Angela Merkel übt gerade eine Gratwanderung der besonderen Art. Im kalten Krieg 2.0 zwischen Peking und Washington versucht sie, nicht zwischen die Fronten zu geraten. So auch im jüngsten Kapitel im Duell der Supermächte. Der US-Botschafter in Berlin, Richard Grenell, schrieb vor wenigen Tagen einen Brief an Bundeswirtschaftsminister Peter Altmaier. Darin drohte er mit Einschränkungen in der Geheimdienstzusammenarbeit, sollten chinesische Firmen am Ausbau des neuen 5G-Mobilfunks beteiligt werden.

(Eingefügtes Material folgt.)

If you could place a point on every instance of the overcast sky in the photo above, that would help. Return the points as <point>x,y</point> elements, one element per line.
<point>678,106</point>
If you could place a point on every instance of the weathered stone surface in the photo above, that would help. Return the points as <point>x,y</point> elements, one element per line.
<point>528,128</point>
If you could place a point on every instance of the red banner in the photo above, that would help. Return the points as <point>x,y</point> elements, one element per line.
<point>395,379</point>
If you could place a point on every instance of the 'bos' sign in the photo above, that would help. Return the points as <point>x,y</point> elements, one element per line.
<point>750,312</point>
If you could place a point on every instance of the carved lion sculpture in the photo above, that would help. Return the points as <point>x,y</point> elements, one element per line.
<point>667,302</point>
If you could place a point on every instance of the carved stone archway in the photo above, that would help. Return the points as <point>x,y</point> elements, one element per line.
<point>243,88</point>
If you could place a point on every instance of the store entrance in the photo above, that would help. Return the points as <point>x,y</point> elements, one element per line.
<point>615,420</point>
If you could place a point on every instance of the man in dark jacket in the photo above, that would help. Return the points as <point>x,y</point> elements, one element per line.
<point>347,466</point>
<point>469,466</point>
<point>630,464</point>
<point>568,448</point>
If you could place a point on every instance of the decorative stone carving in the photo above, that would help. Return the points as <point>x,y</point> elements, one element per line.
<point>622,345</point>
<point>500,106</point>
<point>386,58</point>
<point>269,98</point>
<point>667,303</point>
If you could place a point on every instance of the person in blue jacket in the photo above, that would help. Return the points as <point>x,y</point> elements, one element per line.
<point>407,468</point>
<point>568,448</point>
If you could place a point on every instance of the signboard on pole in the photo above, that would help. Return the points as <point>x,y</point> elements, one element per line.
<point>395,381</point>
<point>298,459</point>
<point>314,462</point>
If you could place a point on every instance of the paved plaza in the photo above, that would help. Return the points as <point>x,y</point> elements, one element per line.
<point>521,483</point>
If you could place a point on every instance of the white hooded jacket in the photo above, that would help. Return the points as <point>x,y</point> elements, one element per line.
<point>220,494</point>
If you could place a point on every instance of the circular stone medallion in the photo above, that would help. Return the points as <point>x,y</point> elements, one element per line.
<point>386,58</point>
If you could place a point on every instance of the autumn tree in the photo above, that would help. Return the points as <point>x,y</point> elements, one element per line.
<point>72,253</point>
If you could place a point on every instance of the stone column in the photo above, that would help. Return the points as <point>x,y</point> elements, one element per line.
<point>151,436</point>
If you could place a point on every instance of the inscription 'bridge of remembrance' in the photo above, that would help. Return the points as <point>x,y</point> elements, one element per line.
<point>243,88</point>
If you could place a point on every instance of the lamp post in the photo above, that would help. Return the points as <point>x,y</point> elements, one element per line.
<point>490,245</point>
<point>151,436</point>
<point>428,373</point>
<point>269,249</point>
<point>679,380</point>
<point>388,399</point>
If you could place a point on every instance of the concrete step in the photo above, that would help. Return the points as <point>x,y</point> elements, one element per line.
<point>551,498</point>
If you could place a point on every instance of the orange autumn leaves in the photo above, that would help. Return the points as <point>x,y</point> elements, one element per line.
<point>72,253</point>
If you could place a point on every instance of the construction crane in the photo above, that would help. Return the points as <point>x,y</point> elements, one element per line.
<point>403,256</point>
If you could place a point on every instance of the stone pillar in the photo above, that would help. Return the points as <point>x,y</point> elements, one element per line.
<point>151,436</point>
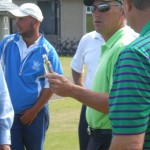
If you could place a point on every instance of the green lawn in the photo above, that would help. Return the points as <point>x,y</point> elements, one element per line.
<point>62,132</point>
<point>64,117</point>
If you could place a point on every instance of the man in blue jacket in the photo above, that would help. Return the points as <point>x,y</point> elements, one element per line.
<point>22,59</point>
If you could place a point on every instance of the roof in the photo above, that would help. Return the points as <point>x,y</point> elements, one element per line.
<point>6,5</point>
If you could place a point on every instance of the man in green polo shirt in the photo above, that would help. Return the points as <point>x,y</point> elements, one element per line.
<point>110,21</point>
<point>130,94</point>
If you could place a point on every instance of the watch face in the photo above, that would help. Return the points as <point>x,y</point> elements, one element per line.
<point>88,2</point>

Gemeint war damit der umstrittene Technikriese Huawei. Sicherheit im digitalen Bereich sei „ein sehr hohes Gut“, erwiderte Merkel am vergangenen Dienstag in Berlin. „Deshalb definieren wir für uns unsere Standards.“
Die Replik auf Grenell hätte eigentlich schärfer ausfallen müssen. Dass ein US-Botschafter einem Regierungsmitglied droht, liegt für einen Diplomaten hinter jeder roten Linie. Zumal es nicht das erste Mal ist. Donald Trumps Terminator fiel schon öfters unangenehm auf. Bereits im vergangenen Jahr mutierte er vom Botschafter zum Agitator, als er die Stärkung „anderer Konservativer“ in Europa zu seinem wichtigsten Anliegen erklärte. Wer damit gemeint war, wusste fast jeder. Der Rest konnte es auf dem Rechtsaußen-Portal Breitbart nachlesen, wo als Chef einst Trump-Berater Steve Bannon amtierte.

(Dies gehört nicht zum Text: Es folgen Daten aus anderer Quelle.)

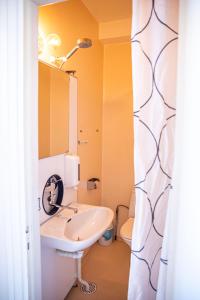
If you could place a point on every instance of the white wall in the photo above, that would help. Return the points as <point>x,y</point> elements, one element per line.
<point>183,242</point>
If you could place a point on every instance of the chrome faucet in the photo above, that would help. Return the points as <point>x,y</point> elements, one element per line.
<point>75,209</point>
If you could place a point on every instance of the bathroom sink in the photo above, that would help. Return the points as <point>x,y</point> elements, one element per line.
<point>72,232</point>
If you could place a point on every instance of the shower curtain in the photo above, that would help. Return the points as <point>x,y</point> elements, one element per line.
<point>154,60</point>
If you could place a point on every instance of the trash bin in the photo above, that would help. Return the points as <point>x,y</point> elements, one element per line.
<point>107,237</point>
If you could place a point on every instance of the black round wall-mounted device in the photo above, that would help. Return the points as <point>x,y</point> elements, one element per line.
<point>52,194</point>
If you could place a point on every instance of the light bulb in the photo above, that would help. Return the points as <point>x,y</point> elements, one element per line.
<point>52,59</point>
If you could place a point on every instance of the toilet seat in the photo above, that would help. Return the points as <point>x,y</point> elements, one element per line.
<point>126,231</point>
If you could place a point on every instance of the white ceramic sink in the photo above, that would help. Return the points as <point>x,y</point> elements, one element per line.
<point>71,232</point>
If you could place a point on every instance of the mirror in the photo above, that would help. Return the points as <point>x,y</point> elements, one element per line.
<point>53,111</point>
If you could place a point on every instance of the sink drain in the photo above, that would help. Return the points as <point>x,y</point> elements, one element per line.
<point>92,288</point>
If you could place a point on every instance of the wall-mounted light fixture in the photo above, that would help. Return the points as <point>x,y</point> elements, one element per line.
<point>47,46</point>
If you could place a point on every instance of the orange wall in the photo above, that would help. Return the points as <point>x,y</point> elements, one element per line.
<point>43,111</point>
<point>117,142</point>
<point>71,20</point>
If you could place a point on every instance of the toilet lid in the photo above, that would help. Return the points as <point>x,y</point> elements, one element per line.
<point>127,228</point>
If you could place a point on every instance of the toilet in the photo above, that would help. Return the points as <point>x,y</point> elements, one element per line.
<point>127,227</point>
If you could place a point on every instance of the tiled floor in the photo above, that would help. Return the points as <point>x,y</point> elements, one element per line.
<point>108,267</point>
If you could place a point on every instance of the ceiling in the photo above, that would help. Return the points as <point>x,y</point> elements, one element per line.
<point>109,10</point>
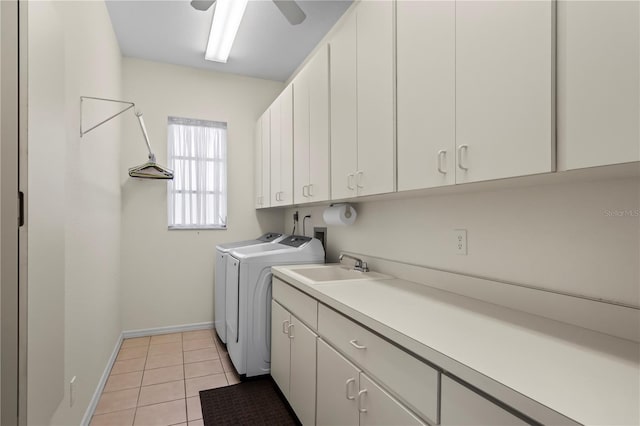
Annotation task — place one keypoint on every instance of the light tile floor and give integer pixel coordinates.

Damit nicht genug. Grenell sorgte im Januar für einen weiteren Eklat. Er hetzte gegen das russische Pipeline-Projekt Nord Stream 2, das Deutschland mit Gas versorgen soll. Den beteiligten Firmen drohte er mit Sanktionen.
Und jetzt eben Huawei. Der Technikriese steht im Verdacht, Teil von Chinas Spionagesystems zu sein. Beweise gibt es zwar keine, aber klar ist, dass Pekings Parteigranden im Ernstfall auf Huawei zugreifen würden – auch wenn der Konzern das bestreitet. Das gibt allerdings weder den Amerikanern und schon gar nicht ihrem Botschafter das Recht, hierzulande per Drohbrief eine gewünschte Sicherheitsarchitektur zu erpressen. Und schließlich stammen die Hackerangriffe nicht nur aus Russland und China – sondern kommen auch von drüben.
Grenells größtes Verdienst als Diplomat wäre sein Abgang. Es könnte ein Lichtblick in der gestörten transatlantischen Freundschaft sein. Nur leider dürften es die Deutschen nicht wagen, darauf zu drängen. Der Preis für die Wirtschaft wäre zu hoch, weiß Merkel. Da drohen ja noch ein paar Autozölle.